| 13.36 Uhr

Offener Brief des EU-Parlamentspräsidenten
Schulz wirft Erdogan "absoluten Tabubruch" vor

Martin Schulz wirft Recep Tayyip Erdogan "absoluten Tabubruch" vor
Martin Schulz hat dem türkischen Staatschef in einem offenen Brief geantwortet. FOTO: afp, jh
Brüssel. Mit einer scharfen Zurechtweisung hat sich EU-Parlamentspräsident Martin Schulz in die Debatte um die Völkermord-Resolution des deutschen Bundestags eingeschaltet. In einem offenen Brief wirft er dem türkischen Staatschef Erdogan inakzeptable Entgleisungen vor.

Die frei gewählten Abgeordneten des Deutschen Bundestages wegen ihres Abstimmungsverhaltens anzugreifen und sie in die Nähe von Terroristen zu rücken, stelle "einen absoluten Tabubruch" dar, heißt es in dem am Donnerstag nach Ankara geschickten Schreiben. Auf Dauer werde ein solches Vorgehen nicht ohne Auswirkungen auf die internationalen Beziehungen bleiben, schreibt der SPD-Politiker in seinem Brief, aus dem zunächst Spiegel Online zitierte.

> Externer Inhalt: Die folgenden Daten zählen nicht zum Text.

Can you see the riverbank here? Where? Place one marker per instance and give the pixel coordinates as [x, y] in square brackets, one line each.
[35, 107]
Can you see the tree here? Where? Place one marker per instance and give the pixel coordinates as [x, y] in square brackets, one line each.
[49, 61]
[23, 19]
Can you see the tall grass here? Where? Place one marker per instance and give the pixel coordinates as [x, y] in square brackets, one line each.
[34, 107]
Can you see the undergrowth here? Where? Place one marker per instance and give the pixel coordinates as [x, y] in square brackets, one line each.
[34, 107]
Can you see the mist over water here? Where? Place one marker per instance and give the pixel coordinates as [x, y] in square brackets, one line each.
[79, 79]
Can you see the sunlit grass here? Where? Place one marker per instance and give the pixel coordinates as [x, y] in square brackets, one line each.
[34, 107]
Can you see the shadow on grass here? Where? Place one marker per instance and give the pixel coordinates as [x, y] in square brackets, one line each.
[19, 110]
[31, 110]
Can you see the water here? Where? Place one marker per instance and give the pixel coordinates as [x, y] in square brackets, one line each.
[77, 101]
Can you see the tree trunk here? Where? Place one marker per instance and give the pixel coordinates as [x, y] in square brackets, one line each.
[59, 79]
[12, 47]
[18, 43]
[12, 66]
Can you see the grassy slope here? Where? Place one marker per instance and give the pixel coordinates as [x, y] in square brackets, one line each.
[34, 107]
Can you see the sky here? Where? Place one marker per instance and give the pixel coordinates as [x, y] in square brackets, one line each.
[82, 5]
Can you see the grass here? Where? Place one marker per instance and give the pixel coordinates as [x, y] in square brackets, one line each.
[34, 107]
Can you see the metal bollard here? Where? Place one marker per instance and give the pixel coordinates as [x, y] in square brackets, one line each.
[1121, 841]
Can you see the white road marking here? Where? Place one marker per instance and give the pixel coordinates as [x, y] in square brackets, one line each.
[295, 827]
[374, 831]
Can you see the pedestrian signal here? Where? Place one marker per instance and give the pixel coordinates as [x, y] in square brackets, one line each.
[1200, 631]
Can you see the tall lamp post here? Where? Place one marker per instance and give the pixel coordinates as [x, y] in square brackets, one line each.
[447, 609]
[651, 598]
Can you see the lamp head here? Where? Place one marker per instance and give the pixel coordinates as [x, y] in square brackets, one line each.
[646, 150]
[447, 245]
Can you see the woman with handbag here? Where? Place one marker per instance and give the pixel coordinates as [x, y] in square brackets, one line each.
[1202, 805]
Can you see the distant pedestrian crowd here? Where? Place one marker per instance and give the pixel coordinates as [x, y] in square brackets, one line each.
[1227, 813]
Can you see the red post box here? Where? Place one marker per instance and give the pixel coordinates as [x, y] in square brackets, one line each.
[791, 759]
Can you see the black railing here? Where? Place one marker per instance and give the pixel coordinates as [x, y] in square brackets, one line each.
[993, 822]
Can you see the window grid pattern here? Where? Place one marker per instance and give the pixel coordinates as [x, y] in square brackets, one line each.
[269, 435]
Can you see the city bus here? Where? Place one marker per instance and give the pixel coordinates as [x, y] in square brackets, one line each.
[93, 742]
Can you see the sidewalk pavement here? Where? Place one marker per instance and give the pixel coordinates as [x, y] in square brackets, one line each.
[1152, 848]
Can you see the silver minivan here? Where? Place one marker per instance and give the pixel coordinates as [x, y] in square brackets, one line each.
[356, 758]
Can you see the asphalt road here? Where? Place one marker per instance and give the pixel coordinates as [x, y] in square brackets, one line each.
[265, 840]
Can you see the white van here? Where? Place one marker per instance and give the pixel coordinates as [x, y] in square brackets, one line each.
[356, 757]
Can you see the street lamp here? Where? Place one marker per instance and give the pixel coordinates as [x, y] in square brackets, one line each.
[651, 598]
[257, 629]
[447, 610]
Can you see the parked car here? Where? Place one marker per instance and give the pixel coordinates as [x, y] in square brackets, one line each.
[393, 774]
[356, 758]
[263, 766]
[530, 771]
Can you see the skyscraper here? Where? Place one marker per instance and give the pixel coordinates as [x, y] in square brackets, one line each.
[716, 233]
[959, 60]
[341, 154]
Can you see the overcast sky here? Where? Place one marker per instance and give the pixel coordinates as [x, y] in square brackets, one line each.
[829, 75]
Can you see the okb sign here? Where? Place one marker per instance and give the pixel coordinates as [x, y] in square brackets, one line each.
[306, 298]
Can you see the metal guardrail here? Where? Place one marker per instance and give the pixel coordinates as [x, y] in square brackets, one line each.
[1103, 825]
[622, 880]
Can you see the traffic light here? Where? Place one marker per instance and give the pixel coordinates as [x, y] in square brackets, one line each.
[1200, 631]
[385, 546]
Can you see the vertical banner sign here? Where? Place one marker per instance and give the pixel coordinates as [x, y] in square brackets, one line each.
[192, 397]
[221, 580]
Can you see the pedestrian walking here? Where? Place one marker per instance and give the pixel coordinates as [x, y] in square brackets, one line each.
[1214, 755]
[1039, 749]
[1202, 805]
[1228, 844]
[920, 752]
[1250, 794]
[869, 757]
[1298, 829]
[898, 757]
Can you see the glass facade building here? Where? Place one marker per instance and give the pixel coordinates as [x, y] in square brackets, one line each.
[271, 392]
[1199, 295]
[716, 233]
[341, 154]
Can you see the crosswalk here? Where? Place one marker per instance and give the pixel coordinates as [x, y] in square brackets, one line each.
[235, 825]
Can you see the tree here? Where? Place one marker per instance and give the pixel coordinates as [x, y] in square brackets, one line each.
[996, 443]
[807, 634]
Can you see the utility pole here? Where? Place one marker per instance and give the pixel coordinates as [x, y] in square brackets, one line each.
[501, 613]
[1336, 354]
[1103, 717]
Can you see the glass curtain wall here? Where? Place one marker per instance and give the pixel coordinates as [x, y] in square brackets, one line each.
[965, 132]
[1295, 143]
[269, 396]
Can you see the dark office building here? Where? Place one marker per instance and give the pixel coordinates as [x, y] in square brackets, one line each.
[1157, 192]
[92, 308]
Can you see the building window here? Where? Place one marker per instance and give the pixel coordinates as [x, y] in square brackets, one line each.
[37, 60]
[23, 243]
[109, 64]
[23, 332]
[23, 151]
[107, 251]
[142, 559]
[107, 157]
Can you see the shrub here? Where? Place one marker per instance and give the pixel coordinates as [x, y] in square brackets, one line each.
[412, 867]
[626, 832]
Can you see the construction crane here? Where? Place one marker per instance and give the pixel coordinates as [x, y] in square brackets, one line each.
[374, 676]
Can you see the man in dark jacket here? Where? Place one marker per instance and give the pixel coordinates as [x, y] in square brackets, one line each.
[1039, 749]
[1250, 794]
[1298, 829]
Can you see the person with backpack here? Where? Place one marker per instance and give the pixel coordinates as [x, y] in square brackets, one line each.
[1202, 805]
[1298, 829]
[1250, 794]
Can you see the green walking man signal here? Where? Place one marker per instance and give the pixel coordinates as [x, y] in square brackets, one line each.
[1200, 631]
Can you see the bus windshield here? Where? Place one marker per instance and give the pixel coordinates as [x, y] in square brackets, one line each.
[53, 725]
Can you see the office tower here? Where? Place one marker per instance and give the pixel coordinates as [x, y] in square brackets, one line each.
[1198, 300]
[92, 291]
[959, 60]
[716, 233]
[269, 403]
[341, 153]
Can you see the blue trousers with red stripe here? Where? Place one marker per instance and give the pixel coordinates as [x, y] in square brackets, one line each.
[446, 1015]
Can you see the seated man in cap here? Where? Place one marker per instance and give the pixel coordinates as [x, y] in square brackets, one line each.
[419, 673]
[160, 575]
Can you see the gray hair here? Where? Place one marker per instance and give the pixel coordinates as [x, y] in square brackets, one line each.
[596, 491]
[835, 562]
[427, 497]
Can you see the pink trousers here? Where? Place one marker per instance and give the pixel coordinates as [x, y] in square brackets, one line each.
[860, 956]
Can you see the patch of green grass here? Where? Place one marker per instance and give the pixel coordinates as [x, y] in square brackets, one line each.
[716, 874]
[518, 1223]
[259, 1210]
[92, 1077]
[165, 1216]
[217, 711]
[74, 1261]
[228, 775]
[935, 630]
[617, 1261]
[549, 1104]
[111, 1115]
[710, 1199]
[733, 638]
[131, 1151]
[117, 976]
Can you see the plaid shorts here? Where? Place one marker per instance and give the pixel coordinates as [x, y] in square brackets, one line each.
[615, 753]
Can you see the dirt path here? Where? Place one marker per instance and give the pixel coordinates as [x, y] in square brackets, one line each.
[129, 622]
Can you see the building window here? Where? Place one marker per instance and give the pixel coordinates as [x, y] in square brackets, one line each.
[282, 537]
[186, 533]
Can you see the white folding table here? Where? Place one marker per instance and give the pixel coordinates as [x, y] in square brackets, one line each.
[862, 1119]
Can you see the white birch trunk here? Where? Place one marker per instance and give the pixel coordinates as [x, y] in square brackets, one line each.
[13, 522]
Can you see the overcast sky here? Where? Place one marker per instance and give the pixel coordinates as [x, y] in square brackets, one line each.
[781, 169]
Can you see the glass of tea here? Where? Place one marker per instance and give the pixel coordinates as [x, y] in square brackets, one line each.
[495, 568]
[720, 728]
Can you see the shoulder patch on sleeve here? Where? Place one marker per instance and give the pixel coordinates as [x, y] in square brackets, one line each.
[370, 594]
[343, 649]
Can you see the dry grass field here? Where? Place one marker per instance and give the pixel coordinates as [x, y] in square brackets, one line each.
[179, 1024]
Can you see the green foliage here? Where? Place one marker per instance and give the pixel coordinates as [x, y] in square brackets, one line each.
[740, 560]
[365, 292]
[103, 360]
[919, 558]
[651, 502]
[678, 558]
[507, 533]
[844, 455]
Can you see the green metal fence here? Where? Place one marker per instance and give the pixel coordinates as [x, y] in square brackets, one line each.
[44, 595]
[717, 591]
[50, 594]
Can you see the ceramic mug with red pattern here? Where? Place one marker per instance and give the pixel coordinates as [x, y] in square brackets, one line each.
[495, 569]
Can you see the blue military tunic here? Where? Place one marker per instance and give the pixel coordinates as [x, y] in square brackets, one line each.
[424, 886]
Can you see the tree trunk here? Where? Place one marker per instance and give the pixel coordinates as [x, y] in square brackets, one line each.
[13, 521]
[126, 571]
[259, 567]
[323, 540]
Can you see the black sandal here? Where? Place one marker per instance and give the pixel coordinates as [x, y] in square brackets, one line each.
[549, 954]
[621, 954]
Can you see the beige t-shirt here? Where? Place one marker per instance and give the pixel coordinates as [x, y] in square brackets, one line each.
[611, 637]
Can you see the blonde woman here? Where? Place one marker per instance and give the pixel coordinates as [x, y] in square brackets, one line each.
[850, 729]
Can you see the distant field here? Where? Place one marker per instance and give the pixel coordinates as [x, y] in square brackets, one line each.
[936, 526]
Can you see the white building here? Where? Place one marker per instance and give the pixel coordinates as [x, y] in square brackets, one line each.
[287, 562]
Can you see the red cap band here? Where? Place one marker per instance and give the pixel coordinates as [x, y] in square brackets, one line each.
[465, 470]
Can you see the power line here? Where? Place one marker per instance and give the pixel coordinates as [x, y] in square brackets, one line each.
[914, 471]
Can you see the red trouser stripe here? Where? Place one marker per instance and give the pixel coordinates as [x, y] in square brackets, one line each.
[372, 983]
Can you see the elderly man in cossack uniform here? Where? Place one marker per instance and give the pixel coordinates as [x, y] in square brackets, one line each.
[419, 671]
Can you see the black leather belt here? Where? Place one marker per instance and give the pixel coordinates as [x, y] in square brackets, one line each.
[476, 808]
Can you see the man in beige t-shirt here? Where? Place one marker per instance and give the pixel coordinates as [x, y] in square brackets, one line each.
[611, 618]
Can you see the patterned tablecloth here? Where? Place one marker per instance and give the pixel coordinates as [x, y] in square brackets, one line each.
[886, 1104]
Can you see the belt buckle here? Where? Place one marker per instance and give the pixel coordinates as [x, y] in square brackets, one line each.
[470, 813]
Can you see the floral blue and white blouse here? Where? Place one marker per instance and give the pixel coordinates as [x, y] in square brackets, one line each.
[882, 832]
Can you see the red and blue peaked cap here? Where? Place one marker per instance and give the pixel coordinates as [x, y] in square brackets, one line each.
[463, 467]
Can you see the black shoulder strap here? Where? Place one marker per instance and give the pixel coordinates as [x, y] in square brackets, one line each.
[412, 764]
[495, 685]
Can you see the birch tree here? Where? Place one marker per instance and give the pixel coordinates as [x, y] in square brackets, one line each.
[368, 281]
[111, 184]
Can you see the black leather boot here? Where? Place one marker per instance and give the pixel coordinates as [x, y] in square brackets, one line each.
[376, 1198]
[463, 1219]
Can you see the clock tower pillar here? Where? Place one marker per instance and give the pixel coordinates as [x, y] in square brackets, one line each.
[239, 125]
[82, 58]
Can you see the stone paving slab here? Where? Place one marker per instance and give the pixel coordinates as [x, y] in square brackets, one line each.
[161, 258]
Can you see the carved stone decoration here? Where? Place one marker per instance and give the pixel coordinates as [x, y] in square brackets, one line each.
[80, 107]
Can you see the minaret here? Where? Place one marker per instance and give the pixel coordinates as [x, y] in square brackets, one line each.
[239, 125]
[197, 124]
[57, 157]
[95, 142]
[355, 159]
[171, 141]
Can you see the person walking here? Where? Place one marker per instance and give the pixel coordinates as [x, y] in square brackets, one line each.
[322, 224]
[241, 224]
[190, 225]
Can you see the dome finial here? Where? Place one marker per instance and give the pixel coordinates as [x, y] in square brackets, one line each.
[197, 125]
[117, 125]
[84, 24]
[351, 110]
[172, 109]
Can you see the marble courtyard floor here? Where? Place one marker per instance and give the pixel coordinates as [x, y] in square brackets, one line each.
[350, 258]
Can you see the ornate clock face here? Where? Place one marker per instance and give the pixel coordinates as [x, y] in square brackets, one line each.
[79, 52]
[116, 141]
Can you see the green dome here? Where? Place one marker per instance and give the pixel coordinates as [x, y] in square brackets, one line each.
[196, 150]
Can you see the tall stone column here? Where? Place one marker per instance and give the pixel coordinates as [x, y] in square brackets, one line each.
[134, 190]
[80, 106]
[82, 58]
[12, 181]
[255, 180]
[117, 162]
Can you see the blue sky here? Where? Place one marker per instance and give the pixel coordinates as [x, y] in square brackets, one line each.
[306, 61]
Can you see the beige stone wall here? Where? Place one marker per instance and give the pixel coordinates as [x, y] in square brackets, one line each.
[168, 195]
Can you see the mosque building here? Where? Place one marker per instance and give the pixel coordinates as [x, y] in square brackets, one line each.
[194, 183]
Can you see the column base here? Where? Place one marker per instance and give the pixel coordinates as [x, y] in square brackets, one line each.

Schulz reagierte damit auf Angriffe Erdogans gegen Bundestagsabgeordnete wegen der Völkermord-Resolution, mit der der Bundestag Donnerstag vergangener Woche die Massaker an den Armeniern vor rund 100 Jahren als Völkermord eingestuft hatte. Die türkischstämmigen Abgeordneten hatte Erdogan als verlängerten Arm der verbotenen PKK bezeichnet. Deutschland warf er mangelnde Aufarbeitung des Holocaust vor. Im Internet wurden die elf türkischstämmigen Abgeordneten auch massiv bedroht.

Schulz schrieb dazu: "Die Freiheit der Mandatsausübung, insbesondere die Freiheit von jedwedem äußerem Druck, ist einer der entscheidenden Gradmesser für die Qualität einer Demokratie." Er fühle sich verpflichtet, alle betroffenen Kolleginnen und Kollegen, wo es ihm möglich sei, zu schützen. "Im Vertrauen auf unsere langjährige Zusammenarbeit bitte ich Sie, meine Argumente in Ihre Erwägungen einzubeziehen", endet der Brief an Erdogan.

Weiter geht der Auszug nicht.